Another example is the age requirement for a trial. Drugs work differently in kids than they do in adults. To reduce the risk for younger kids with CF who participate in a trial, drugs must first be shown to be safe and effective in adults with CF. Clinical trials for a new drug will usually start in adults 18 years and older before moving down to younger age groups.
The Four Phases of Clinical Research
For any new drug to receive approval by the U.S. Food and Drug Administration (FDA) and become available to the public, it must pass through three phases of interventional clinical trials to show that it is safe and effective in treating the disease. If the FDA approves the drug, researchers will continue to monitor for safety and effectiveness in what is known as a Phase 4 study. The infographic below shows a breakdown of the questions that researchers try to answer, the number of participants needed, and the length of participation for each phase of research.

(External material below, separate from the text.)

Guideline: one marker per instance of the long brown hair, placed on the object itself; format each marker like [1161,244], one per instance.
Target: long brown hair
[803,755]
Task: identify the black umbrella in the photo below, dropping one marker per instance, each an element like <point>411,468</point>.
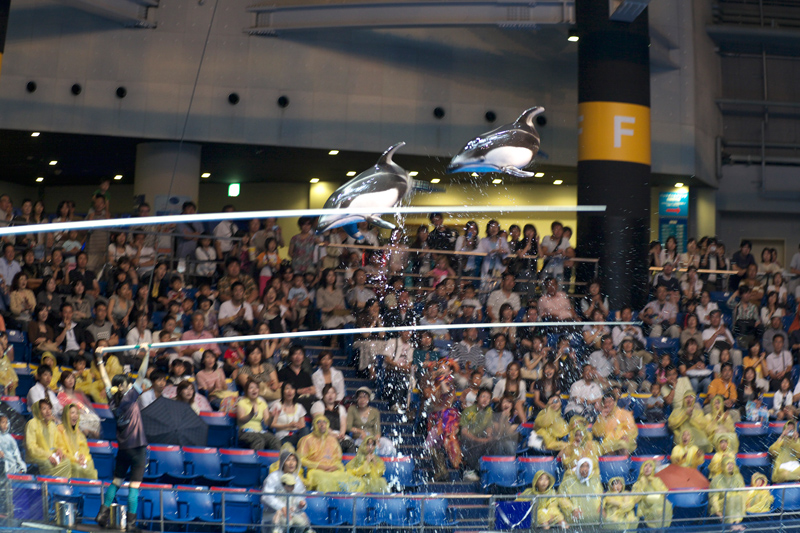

Please note that the length of time refers to the time it takes to participate in a trial, not the entire length of the phase. It takes additional time to enroll participants and to process and analyze the results of each phase. All told, it typically takes 10 to 14 years from the time a drug is discovered in a laboratory to its possible approval by the FDA for people with CF.
About Study Sponsors
Clinical research can be sponsored (i.e., paid for) in part or entirely by any number of organizations or individuals. For example, medical institutions, universities, foundations, voluntary groups, drug companies, and federal agencies, such as the National Institutes of Health (NIH), all sponsor research.
The CF Foundation is the primary supporter of CF research in the United States. Nearly all approved CF therapies available today were made possible because of research funded by the Foundation.
We facilitate and financially support clinical trials through our Therapeutics Development Network (TDN), which is made up of CF care centers with an expertise in clinical research.